The Impact of VAT increase on People with
Long Term Conditions in Scotland

Key Points

   With the increase in Value Added Tax (VAT) to 20 per cent, the
    poorest tenth of the UK will be hit more than twice as hard as the
    richest tenth.1
   The strong correlation between having a long term condition and
    being in poverty means that people living with long term conditions
    will represent a large proportion of those worst affected by VAT
    rise.
   The increased cost of living will disproportionately affect people
    living with long term conditions, many of whom will already have
    higher than average outgoings.
   Furthermore, people with long term conditions will face increased
    financial barriers to managing their conditions, for example,
    increased cost of healthy eating, private exercise classes, social
    activities, alternative therapies etc.

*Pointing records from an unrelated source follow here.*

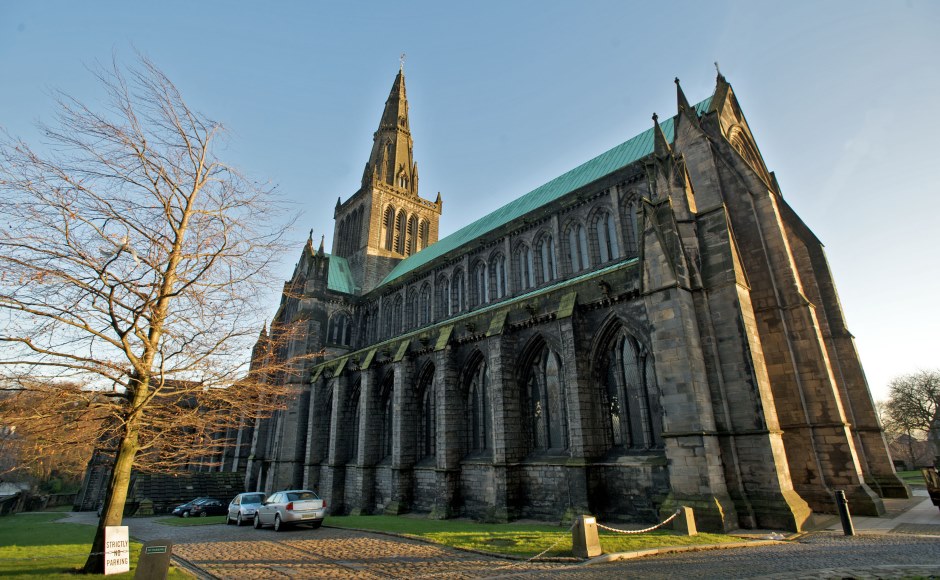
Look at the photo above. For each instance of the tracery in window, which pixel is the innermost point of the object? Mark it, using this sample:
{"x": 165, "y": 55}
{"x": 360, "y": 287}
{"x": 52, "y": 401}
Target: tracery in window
{"x": 605, "y": 230}
{"x": 427, "y": 414}
{"x": 577, "y": 248}
{"x": 548, "y": 267}
{"x": 387, "y": 406}
{"x": 498, "y": 274}
{"x": 629, "y": 400}
{"x": 525, "y": 268}
{"x": 389, "y": 227}
{"x": 547, "y": 416}
{"x": 479, "y": 417}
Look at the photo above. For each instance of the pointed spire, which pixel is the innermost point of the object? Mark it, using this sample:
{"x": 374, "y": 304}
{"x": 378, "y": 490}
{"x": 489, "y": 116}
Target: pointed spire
{"x": 392, "y": 144}
{"x": 684, "y": 107}
{"x": 661, "y": 145}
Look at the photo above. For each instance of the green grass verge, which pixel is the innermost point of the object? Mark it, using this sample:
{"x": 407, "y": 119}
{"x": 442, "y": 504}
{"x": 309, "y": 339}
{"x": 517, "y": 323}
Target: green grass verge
{"x": 185, "y": 522}
{"x": 34, "y": 545}
{"x": 522, "y": 540}
{"x": 915, "y": 478}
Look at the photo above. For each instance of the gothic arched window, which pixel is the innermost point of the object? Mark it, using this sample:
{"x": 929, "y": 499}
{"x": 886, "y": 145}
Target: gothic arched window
{"x": 630, "y": 399}
{"x": 605, "y": 231}
{"x": 339, "y": 330}
{"x": 479, "y": 289}
{"x": 400, "y": 233}
{"x": 388, "y": 224}
{"x": 629, "y": 221}
{"x": 498, "y": 275}
{"x": 458, "y": 300}
{"x": 427, "y": 415}
{"x": 443, "y": 297}
{"x": 352, "y": 416}
{"x": 387, "y": 406}
{"x": 411, "y": 245}
{"x": 525, "y": 267}
{"x": 577, "y": 248}
{"x": 479, "y": 417}
{"x": 548, "y": 268}
{"x": 424, "y": 305}
{"x": 547, "y": 408}
{"x": 425, "y": 234}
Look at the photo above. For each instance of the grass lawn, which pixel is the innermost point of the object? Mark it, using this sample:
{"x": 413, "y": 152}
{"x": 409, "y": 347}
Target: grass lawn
{"x": 33, "y": 545}
{"x": 182, "y": 522}
{"x": 523, "y": 540}
{"x": 915, "y": 478}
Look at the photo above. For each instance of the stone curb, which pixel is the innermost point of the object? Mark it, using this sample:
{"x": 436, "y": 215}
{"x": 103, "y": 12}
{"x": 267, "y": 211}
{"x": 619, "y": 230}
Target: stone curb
{"x": 557, "y": 560}
{"x": 678, "y": 549}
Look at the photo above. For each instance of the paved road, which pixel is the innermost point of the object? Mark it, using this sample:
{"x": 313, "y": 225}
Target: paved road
{"x": 905, "y": 545}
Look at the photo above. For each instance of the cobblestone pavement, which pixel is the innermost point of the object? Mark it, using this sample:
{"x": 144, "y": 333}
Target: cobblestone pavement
{"x": 243, "y": 552}
{"x": 905, "y": 545}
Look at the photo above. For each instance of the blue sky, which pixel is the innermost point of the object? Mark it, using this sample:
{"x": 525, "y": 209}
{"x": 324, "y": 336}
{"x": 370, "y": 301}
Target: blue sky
{"x": 841, "y": 96}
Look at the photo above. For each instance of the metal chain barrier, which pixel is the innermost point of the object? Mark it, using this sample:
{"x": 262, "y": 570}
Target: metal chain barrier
{"x": 650, "y": 529}
{"x": 56, "y": 557}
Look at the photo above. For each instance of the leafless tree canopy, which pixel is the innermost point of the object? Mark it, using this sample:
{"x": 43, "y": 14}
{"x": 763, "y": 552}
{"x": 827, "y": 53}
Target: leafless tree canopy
{"x": 131, "y": 264}
{"x": 912, "y": 403}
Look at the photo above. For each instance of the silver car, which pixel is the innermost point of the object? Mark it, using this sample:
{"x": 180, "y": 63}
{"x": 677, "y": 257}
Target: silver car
{"x": 243, "y": 508}
{"x": 289, "y": 508}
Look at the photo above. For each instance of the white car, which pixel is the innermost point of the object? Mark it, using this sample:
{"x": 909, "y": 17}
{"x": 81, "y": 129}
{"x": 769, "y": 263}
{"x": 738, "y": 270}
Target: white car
{"x": 289, "y": 508}
{"x": 243, "y": 508}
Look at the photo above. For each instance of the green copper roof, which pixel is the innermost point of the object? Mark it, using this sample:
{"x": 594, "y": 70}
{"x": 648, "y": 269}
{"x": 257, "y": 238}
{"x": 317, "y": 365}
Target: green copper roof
{"x": 604, "y": 164}
{"x": 340, "y": 277}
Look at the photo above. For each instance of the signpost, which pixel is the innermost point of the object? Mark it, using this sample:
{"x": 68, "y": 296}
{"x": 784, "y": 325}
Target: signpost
{"x": 117, "y": 550}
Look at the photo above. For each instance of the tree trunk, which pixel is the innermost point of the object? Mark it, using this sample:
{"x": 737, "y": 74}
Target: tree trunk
{"x": 112, "y": 513}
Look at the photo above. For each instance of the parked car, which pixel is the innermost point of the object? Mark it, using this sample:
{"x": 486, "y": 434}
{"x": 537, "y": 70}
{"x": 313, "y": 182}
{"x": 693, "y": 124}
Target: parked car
{"x": 244, "y": 507}
{"x": 183, "y": 510}
{"x": 289, "y": 508}
{"x": 208, "y": 507}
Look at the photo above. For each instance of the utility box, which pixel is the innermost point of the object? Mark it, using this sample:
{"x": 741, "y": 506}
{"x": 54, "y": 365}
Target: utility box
{"x": 685, "y": 522}
{"x": 154, "y": 561}
{"x": 584, "y": 540}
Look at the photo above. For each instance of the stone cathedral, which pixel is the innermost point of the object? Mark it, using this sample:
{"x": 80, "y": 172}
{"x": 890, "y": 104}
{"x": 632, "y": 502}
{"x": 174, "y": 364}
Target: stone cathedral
{"x": 654, "y": 327}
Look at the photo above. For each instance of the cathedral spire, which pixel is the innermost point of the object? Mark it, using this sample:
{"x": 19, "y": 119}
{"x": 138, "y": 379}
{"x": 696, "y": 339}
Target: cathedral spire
{"x": 661, "y": 145}
{"x": 391, "y": 160}
{"x": 685, "y": 109}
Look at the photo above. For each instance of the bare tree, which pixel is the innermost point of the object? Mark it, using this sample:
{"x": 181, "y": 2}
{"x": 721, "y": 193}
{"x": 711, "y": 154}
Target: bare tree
{"x": 131, "y": 264}
{"x": 911, "y": 407}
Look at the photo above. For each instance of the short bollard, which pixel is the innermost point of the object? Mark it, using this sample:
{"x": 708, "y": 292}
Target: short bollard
{"x": 685, "y": 522}
{"x": 154, "y": 561}
{"x": 584, "y": 541}
{"x": 844, "y": 513}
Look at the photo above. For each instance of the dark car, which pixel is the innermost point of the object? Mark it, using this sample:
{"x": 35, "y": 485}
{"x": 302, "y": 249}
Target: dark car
{"x": 208, "y": 507}
{"x": 184, "y": 510}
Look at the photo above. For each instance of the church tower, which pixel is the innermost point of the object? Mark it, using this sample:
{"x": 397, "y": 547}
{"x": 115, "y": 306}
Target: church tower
{"x": 386, "y": 221}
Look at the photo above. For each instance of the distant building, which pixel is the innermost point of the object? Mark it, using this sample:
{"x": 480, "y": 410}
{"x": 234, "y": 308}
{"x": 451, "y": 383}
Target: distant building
{"x": 652, "y": 328}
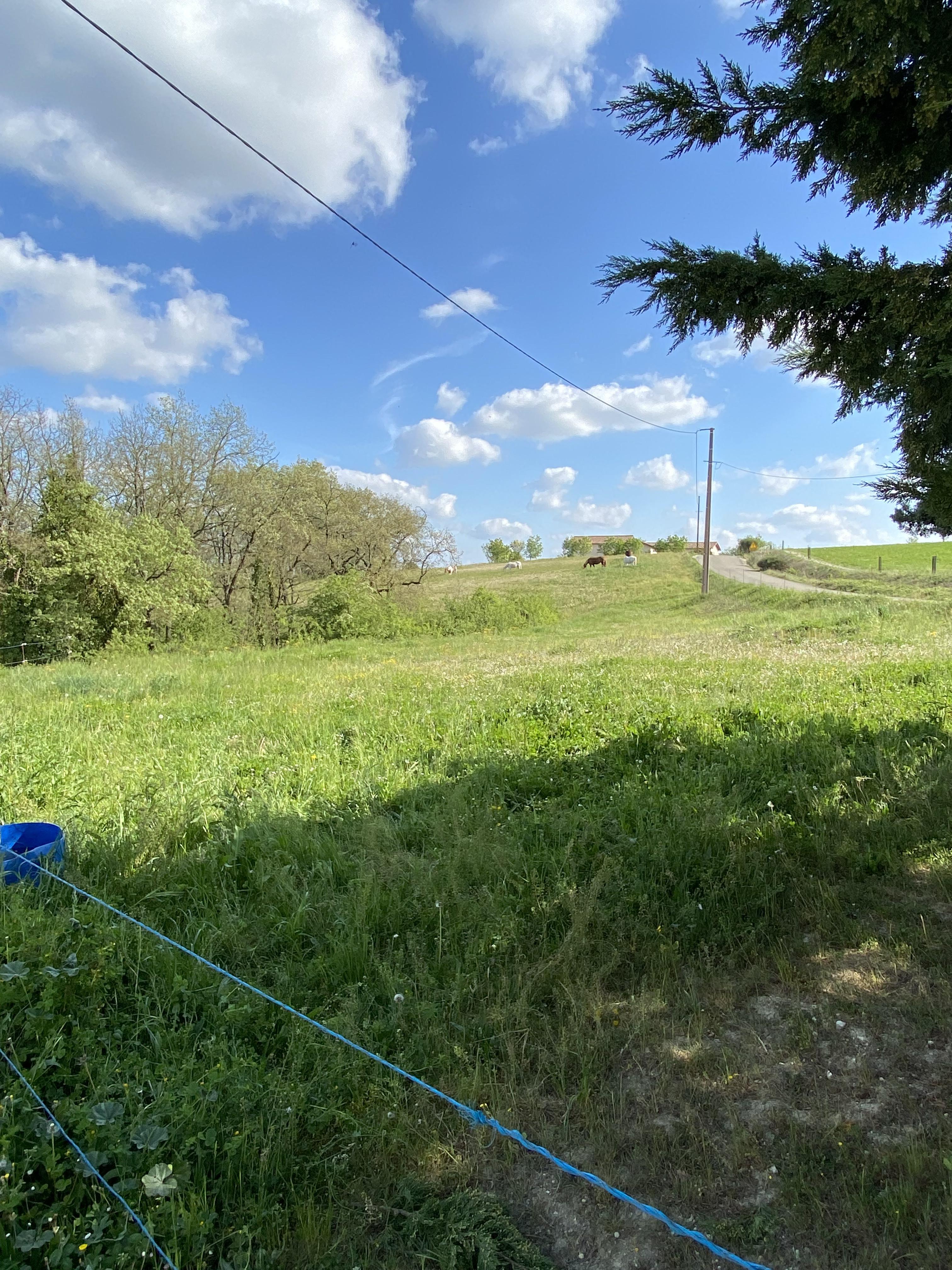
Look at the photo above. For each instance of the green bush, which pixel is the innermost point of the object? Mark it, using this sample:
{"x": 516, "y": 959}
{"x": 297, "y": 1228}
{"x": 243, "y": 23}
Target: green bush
{"x": 579, "y": 545}
{"x": 487, "y": 611}
{"x": 346, "y": 606}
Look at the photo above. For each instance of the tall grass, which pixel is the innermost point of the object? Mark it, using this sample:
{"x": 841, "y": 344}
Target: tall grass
{"x": 514, "y": 864}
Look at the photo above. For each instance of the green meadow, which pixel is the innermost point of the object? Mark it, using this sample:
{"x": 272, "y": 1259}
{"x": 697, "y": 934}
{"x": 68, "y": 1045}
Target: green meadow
{"x": 897, "y": 557}
{"x": 666, "y": 882}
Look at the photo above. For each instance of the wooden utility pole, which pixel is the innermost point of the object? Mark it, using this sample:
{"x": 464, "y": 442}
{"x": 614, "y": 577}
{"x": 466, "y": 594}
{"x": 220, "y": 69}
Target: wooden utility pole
{"x": 706, "y": 562}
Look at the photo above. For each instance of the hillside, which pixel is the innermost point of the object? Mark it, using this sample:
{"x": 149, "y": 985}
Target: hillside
{"x": 666, "y": 884}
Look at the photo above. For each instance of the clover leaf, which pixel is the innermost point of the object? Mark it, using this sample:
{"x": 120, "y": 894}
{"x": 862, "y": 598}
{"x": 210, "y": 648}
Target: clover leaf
{"x": 149, "y": 1136}
{"x": 106, "y": 1113}
{"x": 159, "y": 1183}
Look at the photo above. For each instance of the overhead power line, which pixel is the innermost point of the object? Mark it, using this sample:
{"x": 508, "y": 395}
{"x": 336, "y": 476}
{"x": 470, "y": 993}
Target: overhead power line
{"x": 720, "y": 463}
{"x": 366, "y": 237}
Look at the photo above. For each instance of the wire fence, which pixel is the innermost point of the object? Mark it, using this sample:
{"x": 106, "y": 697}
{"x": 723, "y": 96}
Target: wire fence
{"x": 35, "y": 653}
{"x": 475, "y": 1117}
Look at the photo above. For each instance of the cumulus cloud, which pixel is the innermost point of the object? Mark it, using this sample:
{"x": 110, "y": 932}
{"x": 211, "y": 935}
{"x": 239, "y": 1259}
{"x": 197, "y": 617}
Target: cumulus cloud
{"x": 93, "y": 401}
{"x": 450, "y": 401}
{"x": 502, "y": 528}
{"x": 539, "y": 55}
{"x": 439, "y": 443}
{"x": 838, "y": 524}
{"x": 320, "y": 75}
{"x": 557, "y": 412}
{"x": 70, "y": 315}
{"x": 416, "y": 496}
{"x": 551, "y": 492}
{"x": 474, "y": 300}
{"x": 604, "y": 516}
{"x": 551, "y": 488}
{"x": 658, "y": 474}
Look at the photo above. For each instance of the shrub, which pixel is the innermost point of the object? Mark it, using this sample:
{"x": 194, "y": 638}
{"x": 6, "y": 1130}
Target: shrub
{"x": 346, "y": 606}
{"x": 752, "y": 543}
{"x": 577, "y": 546}
{"x": 487, "y": 611}
{"x": 772, "y": 561}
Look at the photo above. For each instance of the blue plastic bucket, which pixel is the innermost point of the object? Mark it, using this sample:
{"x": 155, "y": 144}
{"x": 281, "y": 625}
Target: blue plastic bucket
{"x": 32, "y": 843}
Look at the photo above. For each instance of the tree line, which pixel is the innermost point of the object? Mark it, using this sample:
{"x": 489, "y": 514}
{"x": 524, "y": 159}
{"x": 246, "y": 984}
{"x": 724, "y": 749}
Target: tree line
{"x": 174, "y": 524}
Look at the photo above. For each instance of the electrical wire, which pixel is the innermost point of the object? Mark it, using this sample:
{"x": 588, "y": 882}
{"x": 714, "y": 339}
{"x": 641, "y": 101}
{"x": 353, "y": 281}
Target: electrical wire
{"x": 366, "y": 237}
{"x": 720, "y": 463}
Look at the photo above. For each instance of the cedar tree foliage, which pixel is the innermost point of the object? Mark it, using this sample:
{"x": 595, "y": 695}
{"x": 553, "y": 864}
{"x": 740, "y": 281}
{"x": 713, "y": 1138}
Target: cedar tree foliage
{"x": 864, "y": 105}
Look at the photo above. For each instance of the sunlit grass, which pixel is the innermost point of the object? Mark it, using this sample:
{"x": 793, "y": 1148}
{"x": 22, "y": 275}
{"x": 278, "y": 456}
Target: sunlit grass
{"x": 577, "y": 853}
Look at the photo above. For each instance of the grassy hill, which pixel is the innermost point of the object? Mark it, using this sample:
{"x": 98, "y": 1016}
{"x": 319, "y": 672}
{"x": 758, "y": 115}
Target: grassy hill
{"x": 897, "y": 557}
{"x": 666, "y": 884}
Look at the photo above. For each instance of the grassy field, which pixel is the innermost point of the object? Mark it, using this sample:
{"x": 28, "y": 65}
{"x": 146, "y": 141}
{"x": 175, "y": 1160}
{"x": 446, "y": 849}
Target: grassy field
{"x": 667, "y": 884}
{"x": 898, "y": 557}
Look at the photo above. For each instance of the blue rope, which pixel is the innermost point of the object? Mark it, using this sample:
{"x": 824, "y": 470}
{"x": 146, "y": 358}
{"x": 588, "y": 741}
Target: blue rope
{"x": 88, "y": 1163}
{"x": 471, "y": 1114}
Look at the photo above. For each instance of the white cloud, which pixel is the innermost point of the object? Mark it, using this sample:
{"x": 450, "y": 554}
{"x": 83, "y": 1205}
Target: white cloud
{"x": 70, "y": 315}
{"x": 536, "y": 54}
{"x": 450, "y": 401}
{"x": 416, "y": 496}
{"x": 502, "y": 528}
{"x": 93, "y": 401}
{"x": 551, "y": 488}
{"x": 439, "y": 443}
{"x": 658, "y": 474}
{"x": 605, "y": 516}
{"x": 557, "y": 411}
{"x": 860, "y": 461}
{"x": 639, "y": 347}
{"x": 319, "y": 75}
{"x": 810, "y": 524}
{"x": 474, "y": 300}
{"x": 488, "y": 146}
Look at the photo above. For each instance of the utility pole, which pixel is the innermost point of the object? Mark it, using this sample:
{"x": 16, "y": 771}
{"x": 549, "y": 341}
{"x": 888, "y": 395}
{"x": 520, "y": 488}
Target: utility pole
{"x": 706, "y": 562}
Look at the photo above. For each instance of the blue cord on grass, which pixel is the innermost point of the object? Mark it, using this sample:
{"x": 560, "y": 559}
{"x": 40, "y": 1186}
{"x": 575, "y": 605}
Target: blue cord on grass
{"x": 471, "y": 1114}
{"x": 89, "y": 1164}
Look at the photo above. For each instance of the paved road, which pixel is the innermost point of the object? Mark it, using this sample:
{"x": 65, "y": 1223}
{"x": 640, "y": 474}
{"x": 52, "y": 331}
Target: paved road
{"x": 738, "y": 569}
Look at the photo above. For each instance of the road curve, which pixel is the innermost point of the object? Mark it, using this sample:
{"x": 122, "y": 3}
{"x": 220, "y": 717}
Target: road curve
{"x": 738, "y": 569}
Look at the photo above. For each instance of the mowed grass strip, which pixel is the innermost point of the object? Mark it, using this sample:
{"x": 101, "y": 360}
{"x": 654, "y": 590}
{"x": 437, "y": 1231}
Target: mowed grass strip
{"x": 666, "y": 884}
{"x": 897, "y": 557}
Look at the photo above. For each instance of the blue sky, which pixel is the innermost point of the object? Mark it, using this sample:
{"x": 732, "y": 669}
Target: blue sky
{"x": 141, "y": 251}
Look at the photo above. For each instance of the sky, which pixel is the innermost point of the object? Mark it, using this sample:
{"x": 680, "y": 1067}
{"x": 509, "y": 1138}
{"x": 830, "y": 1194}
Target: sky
{"x": 143, "y": 251}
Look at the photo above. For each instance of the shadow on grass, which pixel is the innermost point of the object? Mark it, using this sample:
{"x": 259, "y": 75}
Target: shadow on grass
{"x": 498, "y": 930}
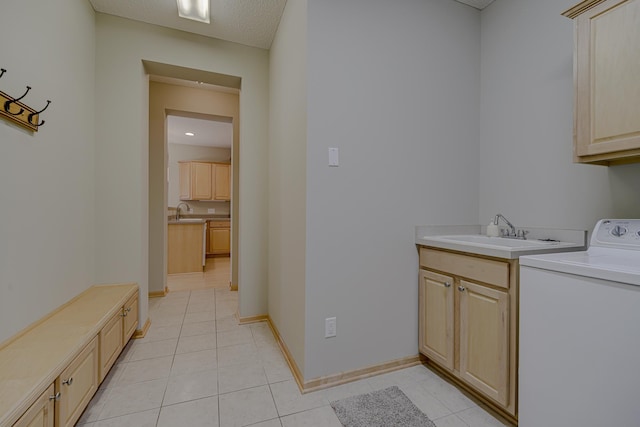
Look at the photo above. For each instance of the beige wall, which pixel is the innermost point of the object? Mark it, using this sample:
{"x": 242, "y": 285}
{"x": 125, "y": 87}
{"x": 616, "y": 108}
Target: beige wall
{"x": 287, "y": 178}
{"x": 180, "y": 152}
{"x": 122, "y": 172}
{"x": 527, "y": 170}
{"x": 47, "y": 226}
{"x": 165, "y": 98}
{"x": 395, "y": 85}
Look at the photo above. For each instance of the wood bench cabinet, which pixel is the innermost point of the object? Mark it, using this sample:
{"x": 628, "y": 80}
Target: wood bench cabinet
{"x": 468, "y": 322}
{"x": 116, "y": 333}
{"x": 50, "y": 371}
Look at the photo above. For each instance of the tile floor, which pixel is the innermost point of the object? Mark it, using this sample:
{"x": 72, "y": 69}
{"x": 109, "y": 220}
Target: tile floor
{"x": 197, "y": 368}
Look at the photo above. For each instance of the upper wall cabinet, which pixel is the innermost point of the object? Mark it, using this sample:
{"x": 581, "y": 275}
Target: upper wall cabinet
{"x": 205, "y": 181}
{"x": 607, "y": 81}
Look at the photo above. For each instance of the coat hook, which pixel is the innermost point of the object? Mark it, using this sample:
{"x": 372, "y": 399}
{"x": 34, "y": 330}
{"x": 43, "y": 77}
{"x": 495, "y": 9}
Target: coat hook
{"x": 7, "y": 104}
{"x": 38, "y": 112}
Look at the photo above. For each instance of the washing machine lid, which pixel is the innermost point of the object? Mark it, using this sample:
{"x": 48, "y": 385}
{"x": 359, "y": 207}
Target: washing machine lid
{"x": 616, "y": 265}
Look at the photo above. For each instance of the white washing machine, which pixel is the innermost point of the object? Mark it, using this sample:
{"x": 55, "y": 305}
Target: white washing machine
{"x": 579, "y": 363}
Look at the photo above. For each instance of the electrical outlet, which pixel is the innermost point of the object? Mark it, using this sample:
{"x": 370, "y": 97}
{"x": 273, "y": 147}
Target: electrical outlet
{"x": 330, "y": 327}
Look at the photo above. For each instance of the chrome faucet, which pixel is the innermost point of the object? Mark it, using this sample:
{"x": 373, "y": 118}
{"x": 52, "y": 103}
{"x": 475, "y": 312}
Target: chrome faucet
{"x": 512, "y": 230}
{"x": 178, "y": 209}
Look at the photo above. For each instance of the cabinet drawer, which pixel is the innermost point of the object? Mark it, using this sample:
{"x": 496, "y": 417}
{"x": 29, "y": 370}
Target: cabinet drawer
{"x": 479, "y": 269}
{"x": 110, "y": 344}
{"x": 40, "y": 414}
{"x": 219, "y": 224}
{"x": 77, "y": 384}
{"x": 130, "y": 317}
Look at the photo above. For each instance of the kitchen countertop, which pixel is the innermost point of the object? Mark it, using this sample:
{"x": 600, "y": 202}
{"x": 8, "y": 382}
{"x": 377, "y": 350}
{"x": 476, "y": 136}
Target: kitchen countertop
{"x": 565, "y": 240}
{"x": 203, "y": 217}
{"x": 189, "y": 221}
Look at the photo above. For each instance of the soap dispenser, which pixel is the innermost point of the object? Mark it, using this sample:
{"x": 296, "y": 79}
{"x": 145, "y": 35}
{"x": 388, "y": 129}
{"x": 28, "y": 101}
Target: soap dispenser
{"x": 493, "y": 230}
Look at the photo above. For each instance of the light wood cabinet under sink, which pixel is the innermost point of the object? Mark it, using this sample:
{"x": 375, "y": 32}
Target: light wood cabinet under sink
{"x": 468, "y": 311}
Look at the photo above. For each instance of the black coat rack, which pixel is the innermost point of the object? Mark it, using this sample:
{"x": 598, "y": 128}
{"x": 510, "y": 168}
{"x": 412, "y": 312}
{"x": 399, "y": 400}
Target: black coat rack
{"x": 16, "y": 111}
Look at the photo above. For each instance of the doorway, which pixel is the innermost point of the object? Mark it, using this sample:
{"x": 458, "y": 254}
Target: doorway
{"x": 175, "y": 96}
{"x": 204, "y": 142}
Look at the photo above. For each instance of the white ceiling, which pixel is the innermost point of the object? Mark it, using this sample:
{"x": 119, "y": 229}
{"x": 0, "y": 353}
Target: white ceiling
{"x": 209, "y": 133}
{"x": 478, "y": 4}
{"x": 249, "y": 22}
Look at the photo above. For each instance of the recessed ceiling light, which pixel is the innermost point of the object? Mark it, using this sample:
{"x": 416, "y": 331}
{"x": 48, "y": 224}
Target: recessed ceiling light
{"x": 198, "y": 10}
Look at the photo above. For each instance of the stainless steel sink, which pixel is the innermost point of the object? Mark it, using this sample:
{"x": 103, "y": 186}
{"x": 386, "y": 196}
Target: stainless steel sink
{"x": 498, "y": 242}
{"x": 500, "y": 247}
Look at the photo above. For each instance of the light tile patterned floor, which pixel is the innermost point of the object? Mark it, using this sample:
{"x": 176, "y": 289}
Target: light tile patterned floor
{"x": 197, "y": 368}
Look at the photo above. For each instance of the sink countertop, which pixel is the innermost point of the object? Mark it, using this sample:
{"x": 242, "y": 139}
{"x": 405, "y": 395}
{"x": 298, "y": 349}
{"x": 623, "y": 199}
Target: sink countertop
{"x": 436, "y": 236}
{"x": 188, "y": 221}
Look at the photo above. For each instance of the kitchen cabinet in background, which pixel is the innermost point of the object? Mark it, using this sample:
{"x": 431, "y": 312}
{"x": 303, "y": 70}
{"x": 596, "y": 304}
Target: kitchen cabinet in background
{"x": 222, "y": 184}
{"x": 205, "y": 181}
{"x": 219, "y": 234}
{"x": 468, "y": 322}
{"x": 606, "y": 83}
{"x": 184, "y": 247}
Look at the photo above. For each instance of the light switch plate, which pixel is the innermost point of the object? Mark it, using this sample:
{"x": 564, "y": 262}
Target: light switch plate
{"x": 333, "y": 157}
{"x": 330, "y": 327}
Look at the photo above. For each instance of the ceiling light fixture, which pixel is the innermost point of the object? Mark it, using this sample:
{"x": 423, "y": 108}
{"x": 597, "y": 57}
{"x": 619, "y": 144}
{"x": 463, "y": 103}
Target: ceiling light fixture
{"x": 198, "y": 10}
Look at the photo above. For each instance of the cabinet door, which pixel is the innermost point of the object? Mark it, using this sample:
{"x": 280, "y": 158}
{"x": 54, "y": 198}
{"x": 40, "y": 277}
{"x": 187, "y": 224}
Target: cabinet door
{"x": 436, "y": 311}
{"x": 607, "y": 85}
{"x": 201, "y": 181}
{"x": 130, "y": 313}
{"x": 40, "y": 414}
{"x": 110, "y": 339}
{"x": 220, "y": 240}
{"x": 222, "y": 182}
{"x": 77, "y": 384}
{"x": 185, "y": 181}
{"x": 484, "y": 339}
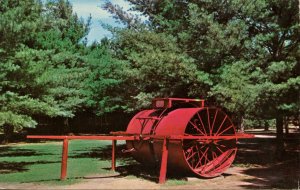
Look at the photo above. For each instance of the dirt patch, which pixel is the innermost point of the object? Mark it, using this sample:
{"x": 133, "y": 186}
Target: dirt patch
{"x": 255, "y": 167}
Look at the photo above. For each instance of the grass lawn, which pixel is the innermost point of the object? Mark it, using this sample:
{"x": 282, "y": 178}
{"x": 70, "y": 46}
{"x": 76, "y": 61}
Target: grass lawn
{"x": 41, "y": 162}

Poverty and long term conditions at a glance


       In Scotland, someone in a deprived area is more than twice as
        likely as someone in an affluent area to have a long term
        condition.2


1
  James Browne, “Personal taxes and distributional impact of budget measures”, Institute of Fiscal Studies
(http://www.ifs.org.uk/budgets/budgetjune2010/browne.pdf)
2
  Scottish Government, Building a Health Service Fit for the Future: A National Framework for Service
Change in the NHS in Scotland (2005)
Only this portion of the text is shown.